Gas up means lots of other prices go up too
By Dian Vujovich
While getting gas at Costco in Lantana the other day I said to the attendant that I’d heard gas was going up to five bucks a gallon. He thought that if it does he’d be riding his bike and figured lots of other people wouldn’t be leaving their homes— except to go to work. He’s right. We saw that back when gas hit highs of over $4 a gallon in 2007.
As for the bike riding, well, maybe for him. I tip over too much on two wheels to go that route. But that’s just me.
Back to the cost of a gallon of gas. Around the Palm Beaches I’ve noticed gas averaging around $3.19 a gallon. Outside of Orlando on Thursday it was selling for $3.05. No matter, anytime filling my tank starts getting close to 50 bucks, I start moaning.
Now, I know people who think it’s not worth complaining about because they say we all need to buy gas to run our cars so why bother, but, I see it a little differently. When the cost of gallon of gas goes up, so does most everything petrol- related. Like, the cost of shipping foods across country by truck.

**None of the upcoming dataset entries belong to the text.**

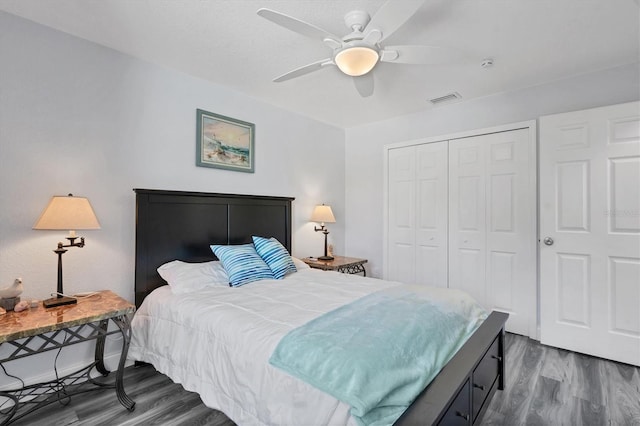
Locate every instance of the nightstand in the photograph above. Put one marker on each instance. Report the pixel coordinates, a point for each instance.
(346, 265)
(40, 329)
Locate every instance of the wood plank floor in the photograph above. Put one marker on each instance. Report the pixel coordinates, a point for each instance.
(544, 386)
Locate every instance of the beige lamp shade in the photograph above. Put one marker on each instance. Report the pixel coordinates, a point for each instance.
(68, 213)
(323, 214)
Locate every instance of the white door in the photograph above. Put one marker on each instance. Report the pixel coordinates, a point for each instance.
(400, 261)
(417, 214)
(431, 214)
(590, 227)
(492, 228)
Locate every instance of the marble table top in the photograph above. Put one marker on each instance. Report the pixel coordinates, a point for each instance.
(31, 322)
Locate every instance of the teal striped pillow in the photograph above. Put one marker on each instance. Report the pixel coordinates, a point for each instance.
(275, 255)
(242, 263)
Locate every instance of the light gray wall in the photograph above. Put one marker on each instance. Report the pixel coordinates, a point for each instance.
(364, 144)
(81, 118)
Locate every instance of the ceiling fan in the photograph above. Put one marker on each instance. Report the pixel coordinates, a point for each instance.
(357, 53)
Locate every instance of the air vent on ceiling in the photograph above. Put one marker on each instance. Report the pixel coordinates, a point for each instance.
(446, 98)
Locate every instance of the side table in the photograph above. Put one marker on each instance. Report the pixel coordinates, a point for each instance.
(347, 265)
(39, 330)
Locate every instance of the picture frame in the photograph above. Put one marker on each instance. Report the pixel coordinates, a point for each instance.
(224, 142)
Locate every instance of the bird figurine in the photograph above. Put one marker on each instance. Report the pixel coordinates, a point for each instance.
(14, 290)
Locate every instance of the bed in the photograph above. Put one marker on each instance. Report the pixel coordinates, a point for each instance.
(179, 225)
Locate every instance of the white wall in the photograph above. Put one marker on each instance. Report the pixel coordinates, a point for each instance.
(364, 144)
(81, 118)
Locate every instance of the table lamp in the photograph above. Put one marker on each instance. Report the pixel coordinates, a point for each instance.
(66, 213)
(323, 214)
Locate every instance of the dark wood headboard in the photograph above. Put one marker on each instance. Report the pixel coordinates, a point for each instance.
(178, 225)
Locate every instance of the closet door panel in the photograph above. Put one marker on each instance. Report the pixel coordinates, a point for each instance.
(401, 222)
(510, 222)
(431, 214)
(492, 223)
(467, 233)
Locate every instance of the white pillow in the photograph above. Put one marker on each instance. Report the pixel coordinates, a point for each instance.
(186, 277)
(299, 263)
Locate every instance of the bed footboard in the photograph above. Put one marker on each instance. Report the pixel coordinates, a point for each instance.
(461, 392)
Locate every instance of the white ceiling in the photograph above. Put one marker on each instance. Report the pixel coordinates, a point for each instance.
(224, 41)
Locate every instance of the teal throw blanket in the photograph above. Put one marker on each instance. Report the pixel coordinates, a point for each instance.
(379, 352)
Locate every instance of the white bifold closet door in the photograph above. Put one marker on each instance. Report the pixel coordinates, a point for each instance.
(461, 214)
(590, 226)
(417, 209)
(492, 214)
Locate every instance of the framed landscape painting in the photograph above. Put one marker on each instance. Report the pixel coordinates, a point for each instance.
(224, 143)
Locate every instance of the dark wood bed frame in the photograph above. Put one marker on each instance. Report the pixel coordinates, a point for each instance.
(181, 225)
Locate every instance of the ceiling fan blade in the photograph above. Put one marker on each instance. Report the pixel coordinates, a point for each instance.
(299, 26)
(391, 16)
(315, 66)
(364, 84)
(415, 54)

We all eat and food prices don’t go down when it costs more to transport them from the fields and groves to their respective processing plants and then into stores selling them.

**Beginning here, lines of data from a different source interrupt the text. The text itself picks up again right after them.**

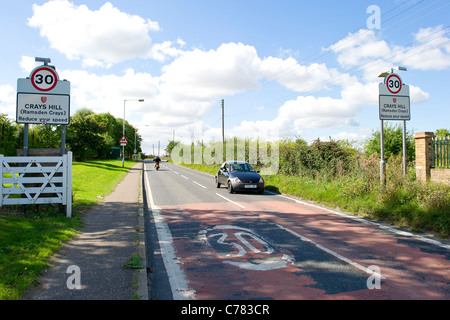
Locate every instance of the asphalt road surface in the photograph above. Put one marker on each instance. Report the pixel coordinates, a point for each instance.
(207, 244)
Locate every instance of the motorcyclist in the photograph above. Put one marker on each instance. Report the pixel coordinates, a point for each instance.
(157, 160)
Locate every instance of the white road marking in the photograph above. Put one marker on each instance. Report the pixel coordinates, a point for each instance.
(334, 254)
(231, 201)
(379, 225)
(177, 278)
(199, 184)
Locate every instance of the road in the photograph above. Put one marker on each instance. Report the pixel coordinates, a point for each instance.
(207, 244)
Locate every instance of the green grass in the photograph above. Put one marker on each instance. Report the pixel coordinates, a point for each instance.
(27, 240)
(403, 202)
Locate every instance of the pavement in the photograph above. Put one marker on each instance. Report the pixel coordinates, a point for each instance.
(97, 264)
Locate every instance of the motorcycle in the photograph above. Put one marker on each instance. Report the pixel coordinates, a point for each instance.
(156, 161)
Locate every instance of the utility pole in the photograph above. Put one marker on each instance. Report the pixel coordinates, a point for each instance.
(223, 128)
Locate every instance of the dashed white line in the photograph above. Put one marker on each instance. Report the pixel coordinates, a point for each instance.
(334, 254)
(177, 278)
(231, 201)
(199, 184)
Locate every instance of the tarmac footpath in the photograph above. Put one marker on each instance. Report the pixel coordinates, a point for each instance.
(93, 266)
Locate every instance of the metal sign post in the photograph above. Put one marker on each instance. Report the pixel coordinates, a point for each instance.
(394, 104)
(43, 98)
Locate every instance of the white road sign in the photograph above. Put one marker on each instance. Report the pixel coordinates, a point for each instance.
(394, 108)
(44, 78)
(43, 109)
(394, 101)
(43, 98)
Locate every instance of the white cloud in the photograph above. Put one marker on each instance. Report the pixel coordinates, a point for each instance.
(429, 50)
(103, 36)
(205, 75)
(8, 100)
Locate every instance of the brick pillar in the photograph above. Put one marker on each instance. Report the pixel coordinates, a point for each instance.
(423, 155)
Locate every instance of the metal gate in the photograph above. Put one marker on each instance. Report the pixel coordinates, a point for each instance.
(36, 180)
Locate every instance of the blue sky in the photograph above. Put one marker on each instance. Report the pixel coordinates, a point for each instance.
(284, 68)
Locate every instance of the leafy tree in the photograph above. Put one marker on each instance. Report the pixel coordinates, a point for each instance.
(9, 136)
(442, 133)
(393, 142)
(84, 135)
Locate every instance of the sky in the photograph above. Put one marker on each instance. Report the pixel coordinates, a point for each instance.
(284, 69)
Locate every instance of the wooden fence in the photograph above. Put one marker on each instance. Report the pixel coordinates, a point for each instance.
(36, 180)
(440, 152)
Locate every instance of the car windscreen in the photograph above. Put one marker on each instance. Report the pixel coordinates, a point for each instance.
(241, 167)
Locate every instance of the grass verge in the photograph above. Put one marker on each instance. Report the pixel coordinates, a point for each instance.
(404, 202)
(27, 240)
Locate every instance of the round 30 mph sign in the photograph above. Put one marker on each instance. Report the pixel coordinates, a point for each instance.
(44, 78)
(394, 83)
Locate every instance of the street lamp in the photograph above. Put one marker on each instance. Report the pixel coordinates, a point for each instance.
(135, 130)
(123, 148)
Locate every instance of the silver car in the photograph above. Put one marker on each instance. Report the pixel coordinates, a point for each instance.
(239, 176)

The costs of flying increases, too.
I haven’t even touched on the various ways oil is used in products we don’t eat but use. Like those man-made fibers found in everything from our wrinkle-free clothes to our carpets, curtains, detergents, the ink in the pens we write with, every compact disc around and can’t forget our plastic juice, cola and water bottles.
As a reminder, plastics are not biodegradable, break down into toxic chemicals and 96 percent of them aren’t recycled but wind up in landfills and our oceans.
That said, anyone who paid attention to that one word “plastics” in 1967 movie The Graduate, no doubt could have one big fat portfolio by now.
And so it goes with making money—-insights are given, some heard, others not and life goes on no matter what. In this particular instance, however, when the cost of crude goes up, eventually the prices on lots of other things do too.
Bottom line: Those who think things will cost them less in 2011 than they did in 2010 had better think again.